After taking the time to explain that at Commerce Kitchen we go through rigorous branding work, analysis of current site use, UX and UI planning and strategy, and build the site out to fit his company like a glove on both the front and back ends – and that the process would take two to three months – his response was something to the effect of “Oh – the last guy I hired just spun it out over a couple of nights after his day job.” Small wonder, then, that his site wasn’t meeting his expectations, and he was in the market for a rebuild! Once he understood the difference between what we were offering and what he’d received in the past, he was able to make a decision about whether or not a bigger spend was in order (he decided it was, happily!).
I often compare website builds to something concrete, like carpentry. If you want someone to build you a table that looks pretty, they can make it out of cheap wood with a coat of paint. But if you want to be able to dine and entertain friends at that table, if you want the table to hold up under a little bit of weight, then you’re going to need to make sure the carpenter is using the right tools and materials.
Website design and development is like this.

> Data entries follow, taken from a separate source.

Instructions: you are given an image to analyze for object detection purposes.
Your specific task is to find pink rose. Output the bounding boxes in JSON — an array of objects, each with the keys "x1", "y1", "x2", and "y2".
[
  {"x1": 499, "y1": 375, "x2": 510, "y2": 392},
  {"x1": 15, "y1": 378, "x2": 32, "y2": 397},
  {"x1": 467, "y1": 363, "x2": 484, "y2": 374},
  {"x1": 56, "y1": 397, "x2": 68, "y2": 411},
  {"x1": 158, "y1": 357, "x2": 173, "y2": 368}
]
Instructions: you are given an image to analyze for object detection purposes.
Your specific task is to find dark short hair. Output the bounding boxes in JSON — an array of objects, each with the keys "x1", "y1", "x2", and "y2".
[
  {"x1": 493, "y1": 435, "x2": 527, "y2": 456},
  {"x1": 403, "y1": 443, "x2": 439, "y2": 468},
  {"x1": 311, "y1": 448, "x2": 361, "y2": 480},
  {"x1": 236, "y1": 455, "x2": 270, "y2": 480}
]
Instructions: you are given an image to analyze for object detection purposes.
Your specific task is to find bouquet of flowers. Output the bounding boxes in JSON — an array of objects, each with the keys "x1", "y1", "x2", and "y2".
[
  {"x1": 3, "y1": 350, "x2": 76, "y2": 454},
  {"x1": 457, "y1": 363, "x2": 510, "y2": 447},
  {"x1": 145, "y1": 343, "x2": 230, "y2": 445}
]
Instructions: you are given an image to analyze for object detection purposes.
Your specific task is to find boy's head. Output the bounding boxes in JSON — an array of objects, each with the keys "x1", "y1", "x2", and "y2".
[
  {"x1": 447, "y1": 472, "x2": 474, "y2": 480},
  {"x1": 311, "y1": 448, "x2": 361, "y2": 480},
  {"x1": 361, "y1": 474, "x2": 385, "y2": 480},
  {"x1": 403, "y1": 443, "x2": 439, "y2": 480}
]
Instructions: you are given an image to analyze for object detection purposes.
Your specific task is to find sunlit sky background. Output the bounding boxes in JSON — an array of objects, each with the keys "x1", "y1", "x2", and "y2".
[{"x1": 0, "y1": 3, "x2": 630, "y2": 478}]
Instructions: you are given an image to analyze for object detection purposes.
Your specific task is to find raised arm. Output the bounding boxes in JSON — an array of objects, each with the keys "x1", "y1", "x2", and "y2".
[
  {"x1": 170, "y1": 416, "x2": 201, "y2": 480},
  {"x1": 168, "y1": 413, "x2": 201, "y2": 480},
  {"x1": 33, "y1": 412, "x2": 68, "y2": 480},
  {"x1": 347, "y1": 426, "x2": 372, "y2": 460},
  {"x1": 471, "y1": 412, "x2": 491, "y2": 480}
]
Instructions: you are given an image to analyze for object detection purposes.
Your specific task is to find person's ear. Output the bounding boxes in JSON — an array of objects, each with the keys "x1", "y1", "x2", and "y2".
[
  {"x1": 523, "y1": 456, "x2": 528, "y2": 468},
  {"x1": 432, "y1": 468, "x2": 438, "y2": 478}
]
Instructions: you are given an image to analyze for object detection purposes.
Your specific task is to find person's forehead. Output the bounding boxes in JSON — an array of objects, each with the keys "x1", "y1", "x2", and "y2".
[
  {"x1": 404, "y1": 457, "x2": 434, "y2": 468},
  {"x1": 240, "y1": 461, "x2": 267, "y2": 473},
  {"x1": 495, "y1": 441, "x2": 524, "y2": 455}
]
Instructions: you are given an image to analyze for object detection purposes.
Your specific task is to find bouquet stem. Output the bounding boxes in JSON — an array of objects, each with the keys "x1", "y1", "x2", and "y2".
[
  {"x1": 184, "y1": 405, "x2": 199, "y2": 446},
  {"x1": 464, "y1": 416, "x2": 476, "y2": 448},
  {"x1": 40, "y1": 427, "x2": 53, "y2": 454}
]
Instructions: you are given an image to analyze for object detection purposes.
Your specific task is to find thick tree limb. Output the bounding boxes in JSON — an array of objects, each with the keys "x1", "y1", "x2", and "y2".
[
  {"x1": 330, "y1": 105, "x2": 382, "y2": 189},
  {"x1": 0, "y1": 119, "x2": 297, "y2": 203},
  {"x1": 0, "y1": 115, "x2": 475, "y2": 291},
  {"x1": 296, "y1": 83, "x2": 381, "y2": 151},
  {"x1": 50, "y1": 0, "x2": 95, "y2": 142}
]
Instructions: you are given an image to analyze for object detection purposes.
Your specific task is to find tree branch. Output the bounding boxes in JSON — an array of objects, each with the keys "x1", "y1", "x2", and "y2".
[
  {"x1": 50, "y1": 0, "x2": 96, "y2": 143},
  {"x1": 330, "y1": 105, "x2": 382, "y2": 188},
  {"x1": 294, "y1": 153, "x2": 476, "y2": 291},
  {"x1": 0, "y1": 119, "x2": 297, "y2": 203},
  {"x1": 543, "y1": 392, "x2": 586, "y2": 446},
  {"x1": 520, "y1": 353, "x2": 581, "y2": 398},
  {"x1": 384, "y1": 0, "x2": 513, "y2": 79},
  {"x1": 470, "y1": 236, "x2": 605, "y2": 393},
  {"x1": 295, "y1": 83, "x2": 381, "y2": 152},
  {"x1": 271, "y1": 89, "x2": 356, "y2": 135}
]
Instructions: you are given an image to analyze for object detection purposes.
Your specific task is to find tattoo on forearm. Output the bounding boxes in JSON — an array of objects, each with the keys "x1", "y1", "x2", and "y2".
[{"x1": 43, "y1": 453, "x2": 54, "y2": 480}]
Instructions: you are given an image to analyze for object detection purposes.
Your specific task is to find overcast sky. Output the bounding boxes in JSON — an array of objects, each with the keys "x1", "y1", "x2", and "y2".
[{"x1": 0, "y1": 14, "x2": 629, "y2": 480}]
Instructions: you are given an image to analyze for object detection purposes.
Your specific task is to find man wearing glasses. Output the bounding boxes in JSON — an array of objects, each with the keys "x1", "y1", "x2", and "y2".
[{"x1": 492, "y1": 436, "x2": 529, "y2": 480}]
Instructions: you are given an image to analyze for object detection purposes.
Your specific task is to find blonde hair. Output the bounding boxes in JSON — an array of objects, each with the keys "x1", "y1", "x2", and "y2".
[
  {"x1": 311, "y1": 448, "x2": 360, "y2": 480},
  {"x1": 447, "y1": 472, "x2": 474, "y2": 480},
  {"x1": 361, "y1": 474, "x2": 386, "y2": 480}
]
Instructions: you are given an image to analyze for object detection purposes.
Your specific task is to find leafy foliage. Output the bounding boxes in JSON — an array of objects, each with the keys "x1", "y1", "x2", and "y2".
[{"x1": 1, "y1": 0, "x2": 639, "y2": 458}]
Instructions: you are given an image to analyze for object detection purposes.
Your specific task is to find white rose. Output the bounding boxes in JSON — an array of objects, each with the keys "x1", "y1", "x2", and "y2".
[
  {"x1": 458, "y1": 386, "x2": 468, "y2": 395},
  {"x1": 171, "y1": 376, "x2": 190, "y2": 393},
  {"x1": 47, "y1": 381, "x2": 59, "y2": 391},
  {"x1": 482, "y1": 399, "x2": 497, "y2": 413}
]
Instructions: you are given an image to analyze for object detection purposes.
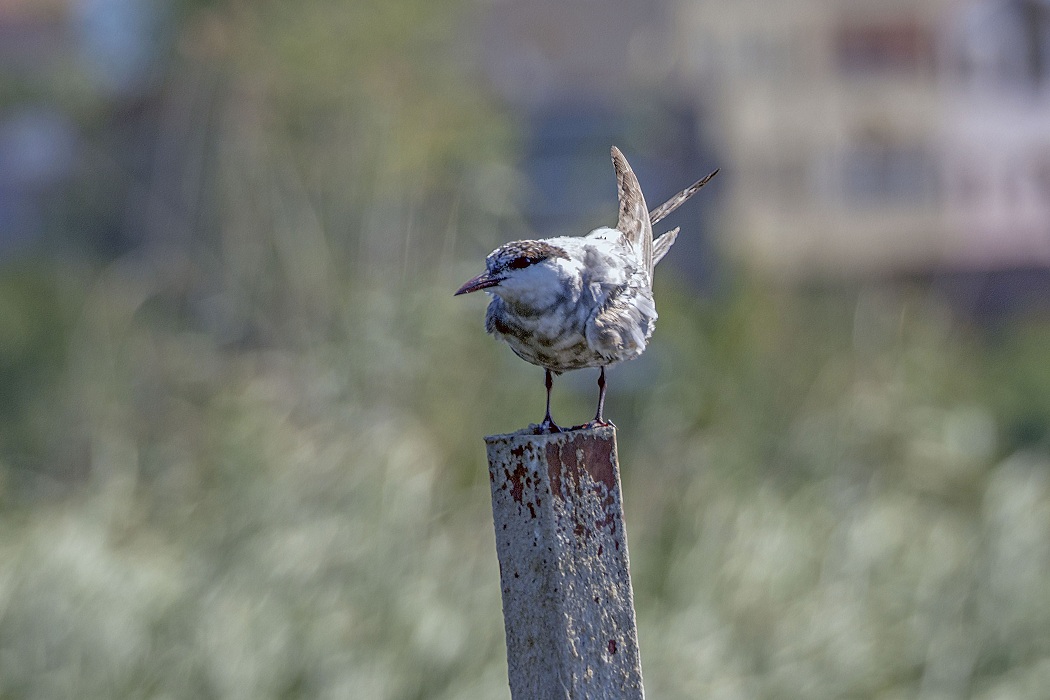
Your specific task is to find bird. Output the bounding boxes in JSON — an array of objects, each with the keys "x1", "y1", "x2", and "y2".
[{"x1": 455, "y1": 146, "x2": 718, "y2": 433}]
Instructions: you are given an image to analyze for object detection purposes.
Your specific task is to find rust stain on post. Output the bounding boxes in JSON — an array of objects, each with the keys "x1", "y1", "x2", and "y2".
[{"x1": 485, "y1": 425, "x2": 644, "y2": 700}]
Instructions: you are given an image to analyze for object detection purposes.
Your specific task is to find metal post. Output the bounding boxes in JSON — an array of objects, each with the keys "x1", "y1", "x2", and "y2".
[{"x1": 485, "y1": 425, "x2": 645, "y2": 699}]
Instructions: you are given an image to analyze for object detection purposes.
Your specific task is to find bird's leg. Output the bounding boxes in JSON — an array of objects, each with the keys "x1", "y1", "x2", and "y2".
[
  {"x1": 574, "y1": 366, "x2": 613, "y2": 430},
  {"x1": 536, "y1": 368, "x2": 562, "y2": 434},
  {"x1": 592, "y1": 366, "x2": 611, "y2": 426}
]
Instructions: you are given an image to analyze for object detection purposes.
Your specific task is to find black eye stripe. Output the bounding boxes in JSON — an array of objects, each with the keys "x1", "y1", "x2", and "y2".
[{"x1": 488, "y1": 241, "x2": 569, "y2": 272}]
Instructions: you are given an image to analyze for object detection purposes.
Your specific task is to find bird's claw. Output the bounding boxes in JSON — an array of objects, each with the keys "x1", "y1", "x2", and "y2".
[
  {"x1": 571, "y1": 419, "x2": 614, "y2": 431},
  {"x1": 533, "y1": 419, "x2": 563, "y2": 434}
]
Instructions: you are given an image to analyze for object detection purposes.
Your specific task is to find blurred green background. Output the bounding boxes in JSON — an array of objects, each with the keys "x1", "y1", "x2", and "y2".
[{"x1": 2, "y1": 0, "x2": 1050, "y2": 698}]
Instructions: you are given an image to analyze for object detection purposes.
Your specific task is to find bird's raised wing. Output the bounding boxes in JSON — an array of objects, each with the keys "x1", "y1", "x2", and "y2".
[
  {"x1": 649, "y1": 168, "x2": 719, "y2": 226},
  {"x1": 611, "y1": 146, "x2": 653, "y2": 277}
]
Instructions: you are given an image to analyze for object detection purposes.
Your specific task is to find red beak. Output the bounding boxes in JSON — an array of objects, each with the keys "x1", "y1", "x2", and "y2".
[{"x1": 455, "y1": 271, "x2": 501, "y2": 296}]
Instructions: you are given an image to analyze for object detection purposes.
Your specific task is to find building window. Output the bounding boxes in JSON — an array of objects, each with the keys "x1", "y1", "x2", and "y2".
[
  {"x1": 954, "y1": 0, "x2": 1050, "y2": 90},
  {"x1": 836, "y1": 20, "x2": 936, "y2": 77},
  {"x1": 840, "y1": 137, "x2": 937, "y2": 205}
]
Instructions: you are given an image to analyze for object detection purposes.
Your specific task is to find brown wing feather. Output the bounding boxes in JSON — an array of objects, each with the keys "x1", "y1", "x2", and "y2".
[
  {"x1": 611, "y1": 146, "x2": 653, "y2": 277},
  {"x1": 649, "y1": 168, "x2": 719, "y2": 226}
]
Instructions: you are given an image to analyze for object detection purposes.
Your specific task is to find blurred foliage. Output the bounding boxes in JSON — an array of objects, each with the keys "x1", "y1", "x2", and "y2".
[{"x1": 0, "y1": 0, "x2": 1049, "y2": 698}]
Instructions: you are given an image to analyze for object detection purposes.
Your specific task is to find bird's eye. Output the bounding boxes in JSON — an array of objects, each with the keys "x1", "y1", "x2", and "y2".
[{"x1": 508, "y1": 257, "x2": 533, "y2": 270}]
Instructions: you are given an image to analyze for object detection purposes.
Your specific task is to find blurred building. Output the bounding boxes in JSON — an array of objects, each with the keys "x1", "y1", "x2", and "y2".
[
  {"x1": 942, "y1": 0, "x2": 1050, "y2": 270},
  {"x1": 676, "y1": 0, "x2": 1050, "y2": 279},
  {"x1": 483, "y1": 0, "x2": 1050, "y2": 282}
]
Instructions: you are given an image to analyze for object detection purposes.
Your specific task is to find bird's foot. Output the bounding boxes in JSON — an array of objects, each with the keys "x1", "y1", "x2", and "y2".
[
  {"x1": 571, "y1": 419, "x2": 615, "y2": 431},
  {"x1": 532, "y1": 417, "x2": 563, "y2": 434}
]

A majority of your potential clients will check you out online to make sure that you’re a real business who’s serious about what you do. Your website should reflect this, not only in appearance and design but also in ease of use. When you’re picking a web designer, take some time to explore other sites that they’ve built. Can you easily figure out how to navigate these sites? Do they appeal to you, not only aesthetically but also functionally? Ask your friends and colleagues to take a look, too. See how difficult or easy it is for them to understand the goals of the site. Ask the designer what she knows about search engine optimization (SEO) and how she intends to optimize your site for that.
Another thing to consider is how easy it is to update the site. If you plan on blogging (great for SEO!) or regularly changing the content on your site to reflect events or specials, make sure you’re empowered to make those changes easily so that you aren’t always dependent on your web designer to do that for you. Decide what content you’ll need to be able to control on the site, and ask your potential web designer about the features included in their CMS (content management system – the interface that allows you to update the site without knowing code). If possible, ask for a demo of their CMS to make sure it provides you with the access you need.
Finally, before choosing a web team, ask them how they’ll make decisions about your new site. If your business has never had a website before, then find out what kind of research the company will do before they begin designing and building it. If you’re hiring them to build you a new site to replace an old one, then you’ll want to know what data they’re taking from your old site to inform the new build. Are they looking at site usage and analytics? Or are they taking an educated guess? Or worse – are they ignoring that data altogether?
What you’re willing to put into your website build will determine what you’ll get out of your website. If you have a small budget then pick one or two important features and know that you won’t be able to get everything you want right now. If, however, you’re willing to invest a little more in your site, then find a shop that approaches your business from a holistic perspective. Your site should not just be a pretty picture: it should help build your business by engendering trust and empowering people to interact with you in a way that is easy and enjoyable.